Proposed model for the involvement of CML38 in AtRALF1 recognition. In the plasma membrane, FER is complexed with LRE-like GPI-AP1 (LLG1)/LORELEI (LRE) protein and, upon AtRALF1 binding, recruits the receptor-like cytoplasmic kinase RIPK and inactivates the H⁺-ATPase AHA2. Parallel to these events, the secreted protein CML38 binds to the AtRALF1 peptide and then to another receptor complex, probably involving BAK1 and another yet unknown plasma membrane receptor. Upon binding to the receptor, CML38-AtRALF1 up-regulates the expression of AtRALF1-inducible genes. The expression of these genes ultimately leads to root inhibition.

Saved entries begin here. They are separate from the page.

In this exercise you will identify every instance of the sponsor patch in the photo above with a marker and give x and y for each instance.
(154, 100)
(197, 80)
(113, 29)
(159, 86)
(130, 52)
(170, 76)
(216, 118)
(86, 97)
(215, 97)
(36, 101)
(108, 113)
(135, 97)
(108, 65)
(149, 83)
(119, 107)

In contrast to the AtRALF1 receptor FER, the CML38-AtRALF1 complex does not interfere with the plasma membrane H⁺-ATPase AHA2. Both sets of receptors may cooperate in the observed root inhibition effect (question marks). Solid lines depict proven actions, and intersecting lines indicate putative actions. For more details, see “Discussion.”